Nous avons au vieux style attaché ce brûlot :
Liberté ! Nous avons, dans le même complot,
Mis l’esprit, pauvre diable, et le mot, pauvre hère ;
Nous avons déchiré le capuchon, la haire,
Le froc, dont on couvrait l’Idée aux yeux divins.
Tous on fait rage en foule. Orateurs, écrivains,
Poëtes, nous avons, du doigt avançant l’heure,
Dit à la rhétorique : Allons, fille majeure,
Lève les yeux ! — Et j’ai, chantant, luttant, bravant,
Tordu plus d’une grille au parloir du couvent ;
J’ai, torche en main, ouvert les deux battants du drame ;
Pirates, nous avons, à la voile, à la rame,
De la triple unité pris l’aride archipel ;
Sur l’Hélicon tremblant j’ai battu le rappel.
Tout est perdu ! Le vers vague sans muselière !
À Racine effaré nous préférons Molière ;
Ô pédants ! à Ducis nous préférons Rotrou.

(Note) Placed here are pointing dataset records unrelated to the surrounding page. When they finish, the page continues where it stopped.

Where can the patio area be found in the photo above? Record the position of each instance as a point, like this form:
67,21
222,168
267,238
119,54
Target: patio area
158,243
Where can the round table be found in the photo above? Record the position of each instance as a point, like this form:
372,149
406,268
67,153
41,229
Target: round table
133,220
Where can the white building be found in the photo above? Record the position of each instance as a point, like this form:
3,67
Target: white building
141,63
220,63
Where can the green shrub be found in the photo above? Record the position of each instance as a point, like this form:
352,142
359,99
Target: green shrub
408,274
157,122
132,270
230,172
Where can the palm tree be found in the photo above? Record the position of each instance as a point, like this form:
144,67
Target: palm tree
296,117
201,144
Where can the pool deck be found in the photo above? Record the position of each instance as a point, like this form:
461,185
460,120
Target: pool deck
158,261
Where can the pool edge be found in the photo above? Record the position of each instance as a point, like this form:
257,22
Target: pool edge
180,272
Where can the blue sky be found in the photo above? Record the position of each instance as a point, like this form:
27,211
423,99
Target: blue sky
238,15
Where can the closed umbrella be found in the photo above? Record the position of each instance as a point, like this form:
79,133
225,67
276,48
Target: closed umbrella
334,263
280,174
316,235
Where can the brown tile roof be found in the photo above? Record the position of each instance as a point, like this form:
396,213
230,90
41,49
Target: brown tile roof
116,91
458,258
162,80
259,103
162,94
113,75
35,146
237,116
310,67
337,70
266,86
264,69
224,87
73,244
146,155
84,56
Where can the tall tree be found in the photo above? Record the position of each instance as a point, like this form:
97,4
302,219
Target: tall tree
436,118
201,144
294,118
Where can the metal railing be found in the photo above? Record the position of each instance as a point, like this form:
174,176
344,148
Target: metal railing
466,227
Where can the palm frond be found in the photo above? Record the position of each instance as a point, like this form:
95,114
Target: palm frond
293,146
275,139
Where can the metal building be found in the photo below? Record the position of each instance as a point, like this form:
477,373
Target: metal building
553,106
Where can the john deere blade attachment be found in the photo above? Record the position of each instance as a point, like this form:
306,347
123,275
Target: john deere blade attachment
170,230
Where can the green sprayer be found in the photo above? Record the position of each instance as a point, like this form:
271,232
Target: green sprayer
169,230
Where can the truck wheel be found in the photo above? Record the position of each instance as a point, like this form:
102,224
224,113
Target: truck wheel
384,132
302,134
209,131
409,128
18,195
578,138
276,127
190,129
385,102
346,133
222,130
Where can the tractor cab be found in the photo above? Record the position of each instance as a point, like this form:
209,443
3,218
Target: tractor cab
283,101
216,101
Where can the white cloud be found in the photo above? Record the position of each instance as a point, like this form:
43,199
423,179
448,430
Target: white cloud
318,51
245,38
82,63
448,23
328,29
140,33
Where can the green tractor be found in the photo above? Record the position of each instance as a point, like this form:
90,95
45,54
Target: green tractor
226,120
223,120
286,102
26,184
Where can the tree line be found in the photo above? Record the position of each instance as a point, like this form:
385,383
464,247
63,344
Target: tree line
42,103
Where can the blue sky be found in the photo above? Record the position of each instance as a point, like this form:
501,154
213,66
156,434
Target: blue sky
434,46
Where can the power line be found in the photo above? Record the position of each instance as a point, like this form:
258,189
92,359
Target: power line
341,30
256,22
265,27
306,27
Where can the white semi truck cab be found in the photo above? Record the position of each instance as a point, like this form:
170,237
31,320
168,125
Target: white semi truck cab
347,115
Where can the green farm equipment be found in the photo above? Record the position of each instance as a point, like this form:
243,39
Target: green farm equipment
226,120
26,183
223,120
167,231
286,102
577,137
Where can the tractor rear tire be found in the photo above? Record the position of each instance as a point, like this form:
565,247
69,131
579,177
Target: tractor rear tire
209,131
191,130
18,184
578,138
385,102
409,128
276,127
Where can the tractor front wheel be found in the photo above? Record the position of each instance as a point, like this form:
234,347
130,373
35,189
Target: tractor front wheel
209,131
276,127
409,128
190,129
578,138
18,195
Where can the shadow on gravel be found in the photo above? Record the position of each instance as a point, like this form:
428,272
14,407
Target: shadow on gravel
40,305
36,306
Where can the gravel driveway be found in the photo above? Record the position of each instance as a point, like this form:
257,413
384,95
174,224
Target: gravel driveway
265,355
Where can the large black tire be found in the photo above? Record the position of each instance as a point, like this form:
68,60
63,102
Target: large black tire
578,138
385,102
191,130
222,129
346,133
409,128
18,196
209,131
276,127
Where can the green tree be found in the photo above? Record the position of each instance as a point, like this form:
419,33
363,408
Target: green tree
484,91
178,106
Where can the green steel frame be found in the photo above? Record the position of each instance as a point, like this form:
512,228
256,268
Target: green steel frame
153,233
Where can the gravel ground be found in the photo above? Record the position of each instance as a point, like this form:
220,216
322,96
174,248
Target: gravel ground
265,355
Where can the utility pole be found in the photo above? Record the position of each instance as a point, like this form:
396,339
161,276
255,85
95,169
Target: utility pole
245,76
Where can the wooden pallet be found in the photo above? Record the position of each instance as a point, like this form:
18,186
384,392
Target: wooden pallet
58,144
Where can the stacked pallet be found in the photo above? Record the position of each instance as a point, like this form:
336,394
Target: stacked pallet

Lucrèce Borgia sort brusquement d’un trou,
Et mêle des poisons hideux à vos guimauves ;
Le drame échevelé fait peur à vos fronts chauves ;
C’est horrible ! oui, brigand, jacobin, malandrin,
J’ai disloqué ce grand niais d’alexandrin ;
Les mots de qualité, les syllabes marquises,
Vivaient ensemble au fond de leurs grottes exquises,
Faisant la bouche en cœur et ne parlant qu’entre eux,
J’ai dit aux mots d’en bas : Manchots, boiteux, goîtreux,
Redressez-vous ! planez, et mêlez-vous, sans règles,
Dans la caverne immense et farouche des aigles ! —
J’ai déjà confessé ce tas de crimes-là.
Oui, je suis Papavoine, Érostrate, Attila.
Après ?

Après ?Emportez-vous, et criez à la garde,
Brave homme ! tempêtez ! tonnez ! je vous regarde.